What Sterling, a former School Board member himself, achieved in making the School Board pawns to him and his clients is a monumental achievement in evil -- and it took a lot of hard work and money (which of course came from the contractors and subcontractors he represented and who became very rich). But all of that would have been nearly useless if the superintendent didn't go along with the scheme. He needed control of the superintendent's chair. 

In Notter, Sterling got that via the devious Kraft and Parks. Here's a big example of how Notter allowed the corruption to thrive:

During the building boom, Sterling wanted his clients like Pirtle Construction to keep getting hundreds of millions worth of school-building contracts. The problem was the district didn't need them. So how do you build schools when there is no need for them? Why, you willfully choose not to do state-mandated school population surveys so nobody can tell you to stop.

A good superintendent never would have allowed that to happen.
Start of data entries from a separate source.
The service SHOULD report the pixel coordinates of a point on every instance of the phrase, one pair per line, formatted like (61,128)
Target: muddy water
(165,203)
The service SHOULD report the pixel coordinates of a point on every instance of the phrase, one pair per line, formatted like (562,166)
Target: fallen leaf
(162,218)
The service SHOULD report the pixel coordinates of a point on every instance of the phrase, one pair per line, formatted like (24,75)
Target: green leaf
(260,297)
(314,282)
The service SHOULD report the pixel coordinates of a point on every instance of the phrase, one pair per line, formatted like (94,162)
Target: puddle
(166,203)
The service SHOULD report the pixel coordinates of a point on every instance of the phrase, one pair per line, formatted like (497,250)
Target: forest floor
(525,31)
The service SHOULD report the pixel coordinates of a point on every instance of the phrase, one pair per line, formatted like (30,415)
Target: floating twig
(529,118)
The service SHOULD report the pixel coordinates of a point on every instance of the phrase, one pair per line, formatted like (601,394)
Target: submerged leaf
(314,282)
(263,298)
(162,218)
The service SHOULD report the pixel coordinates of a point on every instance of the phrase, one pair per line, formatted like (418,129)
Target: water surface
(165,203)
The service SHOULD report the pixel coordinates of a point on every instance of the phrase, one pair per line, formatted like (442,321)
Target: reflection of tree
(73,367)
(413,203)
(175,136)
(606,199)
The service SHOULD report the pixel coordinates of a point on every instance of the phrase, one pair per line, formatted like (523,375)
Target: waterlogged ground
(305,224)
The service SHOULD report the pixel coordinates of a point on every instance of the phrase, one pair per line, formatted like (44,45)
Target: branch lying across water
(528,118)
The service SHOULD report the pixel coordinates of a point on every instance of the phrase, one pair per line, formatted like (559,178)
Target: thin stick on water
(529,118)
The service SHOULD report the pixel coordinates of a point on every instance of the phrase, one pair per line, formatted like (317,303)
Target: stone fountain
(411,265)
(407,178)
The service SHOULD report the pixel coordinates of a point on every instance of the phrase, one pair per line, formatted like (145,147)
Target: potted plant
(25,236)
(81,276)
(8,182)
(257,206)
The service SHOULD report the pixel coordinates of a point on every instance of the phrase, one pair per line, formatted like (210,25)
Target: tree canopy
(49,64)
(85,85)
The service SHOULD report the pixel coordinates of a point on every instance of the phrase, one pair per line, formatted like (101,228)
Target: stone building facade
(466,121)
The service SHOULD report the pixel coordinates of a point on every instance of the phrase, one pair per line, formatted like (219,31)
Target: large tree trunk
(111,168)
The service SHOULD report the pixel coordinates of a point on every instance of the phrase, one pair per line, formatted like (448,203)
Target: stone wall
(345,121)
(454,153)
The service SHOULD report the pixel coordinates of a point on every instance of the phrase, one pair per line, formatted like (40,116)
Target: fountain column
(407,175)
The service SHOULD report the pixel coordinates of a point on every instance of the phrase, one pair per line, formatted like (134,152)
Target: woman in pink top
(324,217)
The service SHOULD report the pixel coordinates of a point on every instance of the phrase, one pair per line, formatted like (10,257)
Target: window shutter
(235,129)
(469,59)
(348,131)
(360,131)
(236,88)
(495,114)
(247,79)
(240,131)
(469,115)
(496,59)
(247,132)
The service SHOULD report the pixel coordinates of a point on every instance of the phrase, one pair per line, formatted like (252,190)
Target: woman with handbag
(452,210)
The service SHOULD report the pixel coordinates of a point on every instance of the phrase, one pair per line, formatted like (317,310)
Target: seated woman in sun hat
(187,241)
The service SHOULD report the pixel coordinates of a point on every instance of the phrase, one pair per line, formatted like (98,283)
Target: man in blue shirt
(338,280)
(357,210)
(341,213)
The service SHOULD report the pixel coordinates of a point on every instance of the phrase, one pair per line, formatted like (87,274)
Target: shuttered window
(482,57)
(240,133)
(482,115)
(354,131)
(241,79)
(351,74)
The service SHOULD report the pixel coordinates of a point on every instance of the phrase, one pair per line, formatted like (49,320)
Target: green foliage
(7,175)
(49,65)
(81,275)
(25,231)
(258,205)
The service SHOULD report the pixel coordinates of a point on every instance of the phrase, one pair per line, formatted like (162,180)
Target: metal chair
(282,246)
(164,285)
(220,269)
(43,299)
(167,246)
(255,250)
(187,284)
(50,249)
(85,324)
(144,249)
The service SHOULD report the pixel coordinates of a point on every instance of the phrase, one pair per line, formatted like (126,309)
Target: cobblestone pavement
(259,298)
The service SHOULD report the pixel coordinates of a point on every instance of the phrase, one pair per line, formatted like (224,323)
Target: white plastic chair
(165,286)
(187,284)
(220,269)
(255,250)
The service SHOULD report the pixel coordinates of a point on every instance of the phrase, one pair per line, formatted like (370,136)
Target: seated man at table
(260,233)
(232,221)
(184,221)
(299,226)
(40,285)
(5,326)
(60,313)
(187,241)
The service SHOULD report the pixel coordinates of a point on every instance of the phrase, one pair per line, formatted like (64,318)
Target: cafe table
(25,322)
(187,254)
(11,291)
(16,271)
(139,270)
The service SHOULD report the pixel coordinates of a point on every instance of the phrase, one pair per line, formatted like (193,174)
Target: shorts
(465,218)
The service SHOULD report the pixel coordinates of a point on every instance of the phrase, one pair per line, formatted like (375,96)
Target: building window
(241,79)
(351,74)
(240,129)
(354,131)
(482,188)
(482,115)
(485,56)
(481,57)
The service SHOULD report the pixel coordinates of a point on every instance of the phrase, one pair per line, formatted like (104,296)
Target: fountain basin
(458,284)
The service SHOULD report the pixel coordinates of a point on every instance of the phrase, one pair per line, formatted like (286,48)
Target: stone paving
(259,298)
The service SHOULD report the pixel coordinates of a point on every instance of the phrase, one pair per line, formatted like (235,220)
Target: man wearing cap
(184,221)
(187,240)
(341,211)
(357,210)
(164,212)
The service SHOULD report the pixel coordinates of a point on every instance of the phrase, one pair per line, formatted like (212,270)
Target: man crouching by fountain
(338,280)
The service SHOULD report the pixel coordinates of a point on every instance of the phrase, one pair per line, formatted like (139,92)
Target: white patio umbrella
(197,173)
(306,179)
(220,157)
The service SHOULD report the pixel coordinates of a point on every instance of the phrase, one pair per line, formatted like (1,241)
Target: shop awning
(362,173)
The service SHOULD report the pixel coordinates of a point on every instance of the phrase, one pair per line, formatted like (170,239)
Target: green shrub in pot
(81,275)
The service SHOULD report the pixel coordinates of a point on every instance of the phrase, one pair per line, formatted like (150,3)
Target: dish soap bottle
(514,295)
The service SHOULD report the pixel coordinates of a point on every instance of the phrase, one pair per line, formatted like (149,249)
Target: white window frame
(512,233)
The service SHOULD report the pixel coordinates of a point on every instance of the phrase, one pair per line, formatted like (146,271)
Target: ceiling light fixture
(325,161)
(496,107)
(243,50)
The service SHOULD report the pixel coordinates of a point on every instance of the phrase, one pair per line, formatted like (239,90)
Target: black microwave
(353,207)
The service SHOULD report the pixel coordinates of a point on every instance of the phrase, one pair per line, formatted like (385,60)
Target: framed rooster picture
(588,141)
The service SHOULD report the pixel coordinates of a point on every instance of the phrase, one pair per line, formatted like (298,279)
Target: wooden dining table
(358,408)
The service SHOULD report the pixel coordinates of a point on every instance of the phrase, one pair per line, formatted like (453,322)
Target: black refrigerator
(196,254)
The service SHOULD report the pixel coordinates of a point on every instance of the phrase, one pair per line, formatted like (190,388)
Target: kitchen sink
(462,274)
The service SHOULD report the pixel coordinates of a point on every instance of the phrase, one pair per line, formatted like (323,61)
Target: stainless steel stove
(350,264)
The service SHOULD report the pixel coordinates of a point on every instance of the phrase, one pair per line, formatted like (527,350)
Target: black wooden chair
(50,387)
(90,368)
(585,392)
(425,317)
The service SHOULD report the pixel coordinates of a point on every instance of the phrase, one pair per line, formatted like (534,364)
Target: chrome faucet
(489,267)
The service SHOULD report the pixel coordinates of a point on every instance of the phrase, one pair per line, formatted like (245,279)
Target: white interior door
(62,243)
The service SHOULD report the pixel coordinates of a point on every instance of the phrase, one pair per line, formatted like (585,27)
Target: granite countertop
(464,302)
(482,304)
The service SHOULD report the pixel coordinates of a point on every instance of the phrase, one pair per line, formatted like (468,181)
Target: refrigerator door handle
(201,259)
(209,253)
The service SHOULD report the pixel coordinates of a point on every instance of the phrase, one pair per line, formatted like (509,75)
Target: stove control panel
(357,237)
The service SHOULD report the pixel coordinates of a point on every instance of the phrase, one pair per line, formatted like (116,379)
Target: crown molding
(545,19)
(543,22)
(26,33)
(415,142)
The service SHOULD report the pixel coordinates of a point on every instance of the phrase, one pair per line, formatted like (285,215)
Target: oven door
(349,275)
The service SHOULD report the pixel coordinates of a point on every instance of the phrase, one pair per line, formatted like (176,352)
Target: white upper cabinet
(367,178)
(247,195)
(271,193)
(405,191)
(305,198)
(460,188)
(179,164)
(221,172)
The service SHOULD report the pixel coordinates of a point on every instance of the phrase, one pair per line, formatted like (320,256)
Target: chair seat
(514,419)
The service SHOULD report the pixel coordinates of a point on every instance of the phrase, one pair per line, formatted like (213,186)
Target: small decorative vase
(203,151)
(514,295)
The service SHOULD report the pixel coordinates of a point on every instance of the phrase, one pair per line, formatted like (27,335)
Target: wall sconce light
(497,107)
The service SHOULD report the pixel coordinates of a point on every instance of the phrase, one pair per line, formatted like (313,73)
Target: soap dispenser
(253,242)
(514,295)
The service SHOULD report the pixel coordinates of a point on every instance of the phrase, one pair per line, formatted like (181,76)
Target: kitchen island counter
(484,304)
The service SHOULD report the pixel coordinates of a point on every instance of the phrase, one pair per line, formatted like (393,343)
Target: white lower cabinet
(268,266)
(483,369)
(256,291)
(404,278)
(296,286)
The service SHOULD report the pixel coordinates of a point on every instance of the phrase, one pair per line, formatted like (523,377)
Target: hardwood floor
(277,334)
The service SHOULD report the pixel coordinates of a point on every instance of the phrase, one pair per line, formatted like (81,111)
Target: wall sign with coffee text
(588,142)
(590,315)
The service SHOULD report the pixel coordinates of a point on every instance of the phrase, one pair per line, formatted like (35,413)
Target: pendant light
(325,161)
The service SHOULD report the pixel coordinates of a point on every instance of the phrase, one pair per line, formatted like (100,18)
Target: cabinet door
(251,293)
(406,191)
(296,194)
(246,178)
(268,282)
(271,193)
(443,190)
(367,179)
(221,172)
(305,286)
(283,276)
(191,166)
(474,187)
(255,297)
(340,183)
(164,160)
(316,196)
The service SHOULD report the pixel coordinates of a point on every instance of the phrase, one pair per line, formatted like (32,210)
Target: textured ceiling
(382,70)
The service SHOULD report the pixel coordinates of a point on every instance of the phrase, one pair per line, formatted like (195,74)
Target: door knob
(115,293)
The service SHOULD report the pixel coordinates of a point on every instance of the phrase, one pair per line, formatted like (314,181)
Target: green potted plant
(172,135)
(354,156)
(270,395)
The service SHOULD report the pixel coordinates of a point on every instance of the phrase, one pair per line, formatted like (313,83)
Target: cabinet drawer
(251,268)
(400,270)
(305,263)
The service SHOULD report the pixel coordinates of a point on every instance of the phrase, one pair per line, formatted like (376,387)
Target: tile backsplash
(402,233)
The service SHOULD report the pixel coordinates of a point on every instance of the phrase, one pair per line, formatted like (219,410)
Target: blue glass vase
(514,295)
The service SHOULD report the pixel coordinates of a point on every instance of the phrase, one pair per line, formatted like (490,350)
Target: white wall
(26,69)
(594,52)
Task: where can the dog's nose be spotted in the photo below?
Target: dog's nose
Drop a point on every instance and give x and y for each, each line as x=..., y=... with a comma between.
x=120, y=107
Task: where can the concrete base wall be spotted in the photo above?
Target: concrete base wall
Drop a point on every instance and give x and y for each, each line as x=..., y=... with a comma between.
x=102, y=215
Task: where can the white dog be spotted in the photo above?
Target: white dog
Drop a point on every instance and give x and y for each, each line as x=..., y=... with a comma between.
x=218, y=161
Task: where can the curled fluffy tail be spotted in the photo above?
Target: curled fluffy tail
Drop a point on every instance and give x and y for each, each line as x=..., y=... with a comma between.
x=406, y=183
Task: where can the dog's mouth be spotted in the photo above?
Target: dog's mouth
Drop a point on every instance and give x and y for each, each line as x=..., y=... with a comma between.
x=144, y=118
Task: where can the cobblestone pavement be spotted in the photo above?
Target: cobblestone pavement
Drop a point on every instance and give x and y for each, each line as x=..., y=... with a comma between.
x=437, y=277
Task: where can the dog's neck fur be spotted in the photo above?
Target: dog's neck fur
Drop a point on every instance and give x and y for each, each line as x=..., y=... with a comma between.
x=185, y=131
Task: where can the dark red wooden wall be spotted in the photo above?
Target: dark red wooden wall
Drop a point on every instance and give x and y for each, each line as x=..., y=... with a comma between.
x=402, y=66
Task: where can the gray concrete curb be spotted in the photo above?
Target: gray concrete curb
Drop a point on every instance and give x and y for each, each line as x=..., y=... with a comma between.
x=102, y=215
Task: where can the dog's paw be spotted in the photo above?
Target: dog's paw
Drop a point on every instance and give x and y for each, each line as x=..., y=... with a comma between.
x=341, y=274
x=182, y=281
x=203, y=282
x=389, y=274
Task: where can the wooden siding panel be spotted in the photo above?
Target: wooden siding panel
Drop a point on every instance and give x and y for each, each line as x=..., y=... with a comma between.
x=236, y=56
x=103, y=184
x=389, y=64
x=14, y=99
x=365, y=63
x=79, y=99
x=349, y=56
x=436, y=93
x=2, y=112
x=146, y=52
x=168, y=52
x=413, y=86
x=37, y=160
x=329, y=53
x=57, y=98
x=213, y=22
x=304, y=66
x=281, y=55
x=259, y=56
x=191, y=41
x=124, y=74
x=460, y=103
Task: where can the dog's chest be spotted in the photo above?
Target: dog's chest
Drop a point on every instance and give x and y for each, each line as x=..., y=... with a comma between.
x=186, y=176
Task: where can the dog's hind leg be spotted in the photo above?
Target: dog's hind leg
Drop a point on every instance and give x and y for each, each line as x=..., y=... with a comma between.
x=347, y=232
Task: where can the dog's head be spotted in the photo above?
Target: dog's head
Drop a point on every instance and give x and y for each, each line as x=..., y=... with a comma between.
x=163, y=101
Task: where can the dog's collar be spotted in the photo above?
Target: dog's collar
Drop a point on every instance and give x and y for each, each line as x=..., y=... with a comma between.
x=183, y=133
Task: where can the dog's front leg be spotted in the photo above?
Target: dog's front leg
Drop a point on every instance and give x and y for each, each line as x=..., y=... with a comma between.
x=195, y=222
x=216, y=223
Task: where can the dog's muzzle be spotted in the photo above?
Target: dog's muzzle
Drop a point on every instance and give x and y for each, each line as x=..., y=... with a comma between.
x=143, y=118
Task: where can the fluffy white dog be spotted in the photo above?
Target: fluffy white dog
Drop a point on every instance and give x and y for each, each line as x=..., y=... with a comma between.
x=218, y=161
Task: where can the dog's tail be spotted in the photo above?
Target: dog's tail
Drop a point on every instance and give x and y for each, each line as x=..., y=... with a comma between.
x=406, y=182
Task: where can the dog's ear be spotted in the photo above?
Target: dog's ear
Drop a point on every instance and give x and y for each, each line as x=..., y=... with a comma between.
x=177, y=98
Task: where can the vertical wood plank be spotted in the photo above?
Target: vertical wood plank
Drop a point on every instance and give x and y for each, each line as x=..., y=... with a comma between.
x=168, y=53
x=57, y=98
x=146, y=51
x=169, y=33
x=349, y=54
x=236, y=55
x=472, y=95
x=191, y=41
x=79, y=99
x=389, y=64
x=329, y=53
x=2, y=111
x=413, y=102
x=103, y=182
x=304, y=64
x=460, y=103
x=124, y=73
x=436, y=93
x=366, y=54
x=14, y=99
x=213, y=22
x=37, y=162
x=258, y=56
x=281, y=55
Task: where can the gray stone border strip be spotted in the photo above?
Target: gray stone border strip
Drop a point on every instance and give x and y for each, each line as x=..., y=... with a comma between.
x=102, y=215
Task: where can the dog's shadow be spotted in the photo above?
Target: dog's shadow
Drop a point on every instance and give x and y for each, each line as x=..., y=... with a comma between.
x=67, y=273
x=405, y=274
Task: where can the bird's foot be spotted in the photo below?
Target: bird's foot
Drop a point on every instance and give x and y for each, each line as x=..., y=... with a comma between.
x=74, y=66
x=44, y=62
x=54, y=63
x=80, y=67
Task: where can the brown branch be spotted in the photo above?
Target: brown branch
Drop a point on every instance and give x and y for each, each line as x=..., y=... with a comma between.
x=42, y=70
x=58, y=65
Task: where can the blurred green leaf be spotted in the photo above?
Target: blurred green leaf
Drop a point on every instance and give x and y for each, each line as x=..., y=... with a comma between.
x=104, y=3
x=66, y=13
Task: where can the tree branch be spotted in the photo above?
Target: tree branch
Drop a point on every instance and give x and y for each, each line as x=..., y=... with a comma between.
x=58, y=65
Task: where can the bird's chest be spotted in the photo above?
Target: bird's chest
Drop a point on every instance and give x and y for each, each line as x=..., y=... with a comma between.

Notter, year after year, chose not to do the surveys -- and the state took way too long before finally forcing the district to do one. By that time, it was already too late -- the board had already gone on a seemingly drunken building binge, wasting hundreds of millions of dollars and leaving the district taxpayers $2 billion in debt.

It's a horrendous legacy. But right now, the School Board stands at a historic crossroads. The malicious architects of Sterling's empire are gone. Sterling himself has gone into remission, though he's still lurking. Kraft is facing criminal charges. Parks left office. And Gallagher is in prison. Left behind are newbies and relative lightweights.

The long chain of corruption is exposed and, at the moment, somewhat broken. The beauty of Notter's resignation is that there is now a possibility -- just a possibility -- of bringing in a strong leader from far outside the corrupt culture of the district. And this time, the people can at least hope that the new superintendent will finally represent the children and taxpayers rather than those who want to rob them.